Le ciel est par terre : des vies ratées

La pièce Les Présomptions de l’auteur français Guillaume Poix avait été sélectionnée à la Mousson d’hiver 2013. Il revient cet été avec Et le ciel est par terre, une lecture qu’il dirige lui-même, au pupitre, rendant aux mots la place primordiale qu’ils occupent à la Mousson et faisant entendre, sans artifice, sa pièce où s’aimer n’est que souffrance quand on ne parvient à se le dire. Une sobriété salutaire pour un texte poignant sur des vies qui s’effritent autour des thèmes de la perte et de la reconstruction.

et le ciel est par terre
© Emile Zeizig

En ce mois d’août, une famille s’apprête mais le cœur n’y est vraiment pas car ce ne sont pas les vacances estivales qui arrivent. C’est aujourd’hui l’enterrement du père. Ne restent alors que la mère, son fils et ses deux filles. Mais il est bien difficile de vivre et de se construire lorsque tout est voué à ne plus être sous peu de temps, jusqu’au quartier où ceux qui subsistent demeurent. En effet, l’environnement résidentiel est en passe de démolition. Les mois et les saisons défilent et à défaut de s’aimer, continuer de lutter est la seule raison de vivre de ce foyer en perdition.
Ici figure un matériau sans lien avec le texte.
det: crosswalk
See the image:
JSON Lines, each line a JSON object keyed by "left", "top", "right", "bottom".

Et le ciel est par terre de Guillaume Poix est un texte centré sur une écriture du quotidien qui prend sa source dans le cercle familial. Si l’une des filles semble particulièrement discrète et mal dans sa peau (à cause de ses proportions) bien qu’elle serve de confidente imposée à la famille, le personnage de la mère est creusé à la perfection. C’est le rôle dont s’est emparée l’excellente Anne Benoit. Passant son temps à tout critiquer, jusqu’à la « décoration » de la tombe de son mari au cimetière pour laquelle personne ne lui a demandé son avis, elle entend bien régner en tyran sur sa famille. Le personnage est acerbe, abject avec un langage incisif composé de répliques corrosives. Elle ne mâche pas ses mots : « J’ai trois bouches à nourrir et trois bouches qui m’emmerdent » tandis que les fêlures du fils tentent d’émerger du chaos. Mais comment se construire lorsque tout autour de nous est voué à la démolition ? La mère tyrannique emporte néanmoins notre empathie lorsque nous comprenons les raisons d’un tel comportement. Le constat est amer, désolant puisque c’est bel et bien le manque d’amour le moteur des relations entre les membres de cette famille. Un amour tacite qui ne s’exprime que dans une lutte sans merci.
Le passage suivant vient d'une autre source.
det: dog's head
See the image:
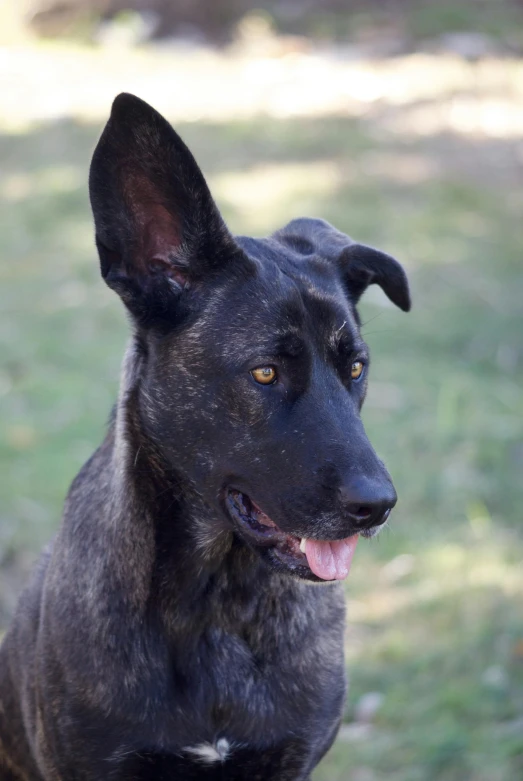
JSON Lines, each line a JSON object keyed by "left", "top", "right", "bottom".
{"left": 89, "top": 94, "right": 410, "bottom": 583}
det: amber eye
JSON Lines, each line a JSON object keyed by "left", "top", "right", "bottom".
{"left": 351, "top": 360, "right": 365, "bottom": 381}
{"left": 251, "top": 366, "right": 277, "bottom": 385}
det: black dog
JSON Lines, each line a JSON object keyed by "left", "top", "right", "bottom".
{"left": 0, "top": 94, "right": 410, "bottom": 780}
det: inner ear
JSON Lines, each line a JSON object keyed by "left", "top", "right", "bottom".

Alors les saisons passent, les mois s’égrainent, les trêves se font rares car artificielles, comme lorsque la mère propose un soir de réveillon de Noël au mois de février. Mais qu’est-ce qu’un répit dans une vie de souffrance ? Le besoin irrépressible pour une fois de lâcher prise et faire comme tout le monde se fait de plus oppressant autour du champ de ruines que constituent leurs existences. Et Le ciel est par terre est comme un grand cri d’amour poussé depuis le haut d’une tour. « Bientôt, on n’aura plus de vue » dit l’un des membres au moment où l’échéance de la destruction de l’immeuble d’en face devient imminente. Alors, ne restera qu’un vaste chantier, celui de toute une vie à reconstruire sur des ruines qu’il faudra consolider afin d’en faire une base solide sur laquelle ériger un avenir.